XF-100 TYPE GL-Cの安全装備と停止精度
安全装備を全方位に標準装備
XF-100 TYPE GL-Cは、以下の安全装置をすべて標準搭載しています。
- 非常停止スイッチ:緊急時に手動で走行を即座に停止可能
- バンパースイッチ:前後の物理的衝突による自動停止
- 障害物センサー:人や障害物の接近を検知し自動減速・停止
- 走行メロディ:作業者に接近を音で知らせ、周囲の注意を喚起
- ウインカー:進行方向の視認性を高め、安全性を向上
これらの安全機能は、重量物搬送時に発生しやすい事故リスクの低減に寄与します。
停止精度±5mmで高精度な受け渡しを実現
ロボットアームとの連携や自動仕分け機との荷物受け渡しにおいて、±5mmの停止精度は極めて重要です。高精度な停止により、人手を介さずに正確な位置での荷渡し・荷受けが可能となり、自動化ラインとの親和性が高まります。
XF-100 TYPE GL-Cが活躍する現場
XF-100 TYPE GL-Cは、以下のような搬送ニーズに最適です。
- 金属加工工場での大型金型・部品の工程間搬送
- 大型什器をまとめた台車での一括搬送
- 長距離搬送が求められる物流倉庫での重量物配送
- 高頻度の搬送が行われる生産ラインにおける部品供給
- 自動化ラインと連携した高精度な物品受け渡し工程
これらの現場では、「牽引力・安定性・高精度走行・安全性」のすべてを同時に満たすAGVが求められます。GL-Cは、まさにそのような条件を満たす1台です。
GLシリーズの中でのTYPE GL-Cの位置づけ
同シリーズのGLモデルと比較した際、GL-Cの立ち位置は以下の通りです。
- GL-A: 積載・牽引ともに200kg、自動充電対応。多機能型だが牽引力はGL-Cの1/3。
- GL-B: 積載200kg、手動充電、牽引非対応。導入のしやすさ重視のエントリーモデル。
- GL-E: 牽引重量350kg、横幅480mmの中型モデル。GL-Cに比べて搬送対象が中量物向け。
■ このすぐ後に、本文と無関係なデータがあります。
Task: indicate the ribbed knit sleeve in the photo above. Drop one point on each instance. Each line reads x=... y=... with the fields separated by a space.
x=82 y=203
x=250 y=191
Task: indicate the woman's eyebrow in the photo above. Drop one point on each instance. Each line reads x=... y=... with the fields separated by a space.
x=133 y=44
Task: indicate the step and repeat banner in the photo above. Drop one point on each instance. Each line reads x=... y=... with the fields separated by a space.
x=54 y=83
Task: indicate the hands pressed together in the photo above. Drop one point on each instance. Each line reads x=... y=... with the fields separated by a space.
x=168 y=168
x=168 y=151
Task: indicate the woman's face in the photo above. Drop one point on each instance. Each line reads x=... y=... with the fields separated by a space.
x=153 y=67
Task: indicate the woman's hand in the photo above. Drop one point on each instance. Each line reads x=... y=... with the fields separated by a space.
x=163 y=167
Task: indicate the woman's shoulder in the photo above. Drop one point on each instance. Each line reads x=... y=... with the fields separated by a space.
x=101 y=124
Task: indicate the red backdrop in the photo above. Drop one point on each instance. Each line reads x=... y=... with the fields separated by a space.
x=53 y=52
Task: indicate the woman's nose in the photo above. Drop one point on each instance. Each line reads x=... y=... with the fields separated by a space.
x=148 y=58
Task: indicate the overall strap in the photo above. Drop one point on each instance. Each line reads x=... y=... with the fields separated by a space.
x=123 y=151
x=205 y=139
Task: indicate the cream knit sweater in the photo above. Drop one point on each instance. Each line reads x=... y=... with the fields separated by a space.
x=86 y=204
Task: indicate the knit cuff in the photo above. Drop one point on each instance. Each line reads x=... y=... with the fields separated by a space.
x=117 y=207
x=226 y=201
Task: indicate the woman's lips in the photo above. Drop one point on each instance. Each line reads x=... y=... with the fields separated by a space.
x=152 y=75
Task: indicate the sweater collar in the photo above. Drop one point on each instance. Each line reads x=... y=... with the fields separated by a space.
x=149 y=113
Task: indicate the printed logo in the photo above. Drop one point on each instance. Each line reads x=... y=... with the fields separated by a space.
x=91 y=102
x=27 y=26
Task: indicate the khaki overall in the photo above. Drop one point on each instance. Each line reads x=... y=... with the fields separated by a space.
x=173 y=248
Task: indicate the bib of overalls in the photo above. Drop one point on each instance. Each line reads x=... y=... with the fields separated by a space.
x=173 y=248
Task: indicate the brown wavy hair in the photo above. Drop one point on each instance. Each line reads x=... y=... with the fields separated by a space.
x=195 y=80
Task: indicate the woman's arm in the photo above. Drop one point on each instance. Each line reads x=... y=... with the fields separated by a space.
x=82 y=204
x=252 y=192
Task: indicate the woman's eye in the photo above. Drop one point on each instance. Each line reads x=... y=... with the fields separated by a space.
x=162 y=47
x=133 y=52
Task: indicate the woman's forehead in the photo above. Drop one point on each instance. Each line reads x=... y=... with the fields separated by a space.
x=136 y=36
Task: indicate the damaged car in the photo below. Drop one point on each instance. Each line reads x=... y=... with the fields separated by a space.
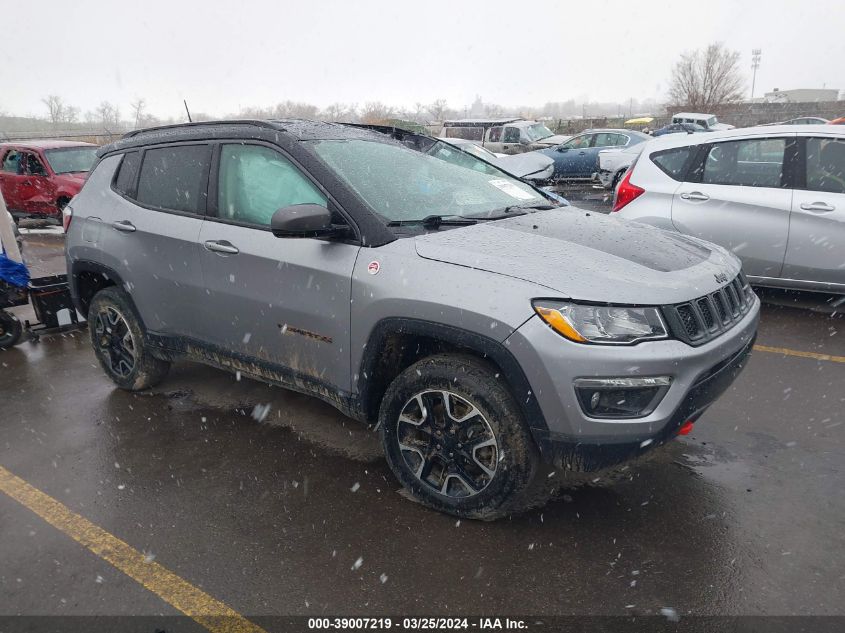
x=489 y=333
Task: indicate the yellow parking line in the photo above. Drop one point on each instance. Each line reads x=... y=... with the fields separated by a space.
x=794 y=352
x=210 y=613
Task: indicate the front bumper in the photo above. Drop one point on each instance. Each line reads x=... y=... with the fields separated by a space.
x=551 y=363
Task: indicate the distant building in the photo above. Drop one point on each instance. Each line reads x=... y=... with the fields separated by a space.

- GL-CUBE: 100kg積載専用の超小型モデル。仕分けや小物搬送に特化。
GL-Cは、シリーズ中で唯一600kgの牽引力を誇り、重量物対応・安定搬送・高精度制御という点で特化型のポジションを担っています。
まとめ:XF-100 TYPE GL-Cは重量物搬送の自動化に最適な一台
XF-100 TYPE GL-Cは、重量物搬送を要する製造・物流現場にとって、導入効果の高いAGVです。600kgの牽引力、ワイドかつ低床の筐体、自律走行と磁気誘導のハイブリッド制御、分速40mの安定走行、安全装置の充実、そして±5mmの停止精度という高水準の仕様により、現場の安全性と生産性を同時に向上させることができます。
「重量物の搬送を安全かつ効率的に無人化したい」と考える現場において、GL-Cは現実的かつ強力な選択肢として最適な一台です。